Mezopotamya Ekoloji Hareketi ise Hevsel Bahçeleri’yle ilgili yazılı bir açıklama yapmış, “Diyarbakır surları ve Dicle vadisi, tarihi Diyarbakır kalesi ve Hevsel bahçeleri kültürel peyzaj alanı olarak UNESCO kültürel mirasına adaydır. Yapılan bu müdahaleler bu süreci tehdit etmektedir” diyerek dikkat çekmişti yıkıma, talana…
75 sivil toplum kuruluşu ise “Dicle Vadisinin tarım işlevinin binlerce yıldır sürdüğünü Asur yazılı kaynaklarında, Diyarbakır Ulu camiindeki Selçuklu kitabesinde ve Osmanlı kaynaklarında görmek mümkün” açıklamasıyla Dicle’nin tarihine vurgu yapmıştı.
Bu arada, TOKİ’den de yanıt gelmişti: “TOKİ'nin, Diyarbakır Hevsel Bahçelerini kapsayan alanda herhangi bir konut uygulaması veya imar planı çalışması bulunmamaktadır.” Vali, ise burada konut yapılamayacağını açıklamıştı.
Ve nihayet 20. gününde, direniş kazanmıştı. Valilik ağaç kesim işleminin durdurulduğunu bildirmişti.
Peki Çevre Bakanlığının 2013’te aldığı “yapı rezerv alanı” kararı ne olmuştu?
Diyarbakır Büyükşehir Belediyesi’nin açtığı dava sonucu Diyarbakır 1. Bölge İdare Mahkemesi Hevsel Bahçeleri’ndeki yapılaşma kararına “dur” demişti.
Zaten Mimarlar Odası Diyarbakır Şube Başkanı Necati Pirinççioğlu, ekolojik etüt raporlarında bölgenin yapılaşma için uygun olmadığının ifade edildiğini belirtiyordu. Afet İşleri Genel Müdürlüğünün raporuna göre de alana “konut yapılamaz”dı.
Hevsel ve surlar “Kültür Mirası” artık
Yapılamazdı, çünkü aynı zamanda Diyarbakır surları ve Hevsel Bahçeleri, UNESCO (Birleşmiş Milletler Eğitim, Bilim ve Kültür Örgütü) Dünya Kültür Mirası listesine alındı.
Kültür Bakanı Ömer Çelik bunu “müjdeli haber” diye duyurdu.
Ancak tehlike tümüyle geçmiş değil!
Birileri boş durmuyor; yine yağmalamaya, talan etmeye, rant yaratmaya devam ediyor.
Dicle Nehri üzerinde birçok baraj ve HES bulunuyor.

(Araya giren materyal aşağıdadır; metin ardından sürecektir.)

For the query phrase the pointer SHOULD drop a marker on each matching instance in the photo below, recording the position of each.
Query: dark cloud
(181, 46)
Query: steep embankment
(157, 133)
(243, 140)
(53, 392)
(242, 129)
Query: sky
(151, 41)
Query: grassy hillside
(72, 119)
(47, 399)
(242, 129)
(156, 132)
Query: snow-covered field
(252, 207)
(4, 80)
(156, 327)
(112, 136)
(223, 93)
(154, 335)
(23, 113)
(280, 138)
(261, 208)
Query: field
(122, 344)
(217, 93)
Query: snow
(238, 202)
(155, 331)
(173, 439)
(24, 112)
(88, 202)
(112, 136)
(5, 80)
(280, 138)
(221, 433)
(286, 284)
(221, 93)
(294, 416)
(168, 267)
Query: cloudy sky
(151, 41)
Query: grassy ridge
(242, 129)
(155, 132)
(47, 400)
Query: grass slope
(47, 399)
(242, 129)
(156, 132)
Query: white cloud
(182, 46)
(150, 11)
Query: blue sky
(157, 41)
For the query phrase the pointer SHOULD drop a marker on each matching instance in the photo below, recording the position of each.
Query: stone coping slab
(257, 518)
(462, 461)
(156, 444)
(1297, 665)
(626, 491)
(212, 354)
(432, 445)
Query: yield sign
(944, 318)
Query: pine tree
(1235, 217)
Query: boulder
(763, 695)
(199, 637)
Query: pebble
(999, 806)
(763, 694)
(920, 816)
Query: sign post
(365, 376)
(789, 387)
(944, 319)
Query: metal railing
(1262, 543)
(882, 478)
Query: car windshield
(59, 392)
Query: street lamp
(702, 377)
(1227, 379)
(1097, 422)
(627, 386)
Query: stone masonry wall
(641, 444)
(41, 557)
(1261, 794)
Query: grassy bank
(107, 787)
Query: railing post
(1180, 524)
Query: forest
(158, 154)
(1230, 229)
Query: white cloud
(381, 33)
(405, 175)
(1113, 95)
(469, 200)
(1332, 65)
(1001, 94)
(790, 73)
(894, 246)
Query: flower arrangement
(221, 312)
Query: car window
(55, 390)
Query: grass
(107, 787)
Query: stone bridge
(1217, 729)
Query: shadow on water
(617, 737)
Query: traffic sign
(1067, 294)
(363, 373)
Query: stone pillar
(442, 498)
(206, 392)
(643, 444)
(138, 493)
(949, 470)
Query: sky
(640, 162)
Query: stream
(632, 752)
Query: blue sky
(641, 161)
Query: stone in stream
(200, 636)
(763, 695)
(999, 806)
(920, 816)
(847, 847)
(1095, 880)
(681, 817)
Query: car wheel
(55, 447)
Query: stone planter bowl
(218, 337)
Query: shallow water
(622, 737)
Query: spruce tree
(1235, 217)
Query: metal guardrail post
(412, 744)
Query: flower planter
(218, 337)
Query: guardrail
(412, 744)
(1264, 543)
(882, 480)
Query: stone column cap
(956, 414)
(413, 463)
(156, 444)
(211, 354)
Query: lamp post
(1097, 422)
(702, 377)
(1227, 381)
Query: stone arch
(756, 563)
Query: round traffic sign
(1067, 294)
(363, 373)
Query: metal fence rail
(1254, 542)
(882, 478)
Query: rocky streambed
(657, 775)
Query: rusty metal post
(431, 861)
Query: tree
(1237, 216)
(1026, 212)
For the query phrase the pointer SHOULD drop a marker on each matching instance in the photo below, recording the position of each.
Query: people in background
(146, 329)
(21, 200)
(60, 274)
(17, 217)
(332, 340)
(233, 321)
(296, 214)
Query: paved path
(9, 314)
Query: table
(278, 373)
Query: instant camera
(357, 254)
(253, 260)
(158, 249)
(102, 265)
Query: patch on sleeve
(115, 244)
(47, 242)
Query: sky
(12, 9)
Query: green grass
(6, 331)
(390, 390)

Bu barajlar suyun debisini düşürdüğü gerekçesiyle nehrin çıkış noktasından Bismil ilçe sınırlarına kadar olan kısmı “nehir” statüsünden “dere” statüsüne alındı.
Böylece 60 kilometrelik bölüm yapıya açılmış oldu. Kıyı çizgisine 50 metreye kadar yapı yapılabilecek.
Daha da önemlisi şu: Çevre Bakanlığının talebi üzerine İl Toprak Koruma Kurulunca “tarımsal alan” statüsünden çıkarılan Dicle Vadisi’nin 7 bin 500 dönümlük kısmı Gıda, Tarım ve Hayvancılık Bakanlığında onay aşamasında.
Şimdi herhâlde, Tarım Bakanlığı, UNESCO’nun Dünya Kültür Mirası listesine aldığı Hevsel Bahçeleri’nin içinde bulunduğu arazinin tarım alanından çıkarılmasını onaylamayacaktır.
Şimdi herhâlde, HES kurularak kurutulan dereler, ırmaklar, akarsular ve kesilen ağaçlar ile tahrip edilen canlı yaşamı gibi, Dicle Nehri ve Hevsel Bahçeleri yok olmayacaktır.
Şimdi herhâlde, nereye HES kursam da kâr, daha çok kâr etsem diye rant peşinde koşan patronlar Dicle Nehri ve Hevsel Bahçeleri’nin içinde bulunduğu tarım arazisi üzerinde yeni planlar yapmayacaktır.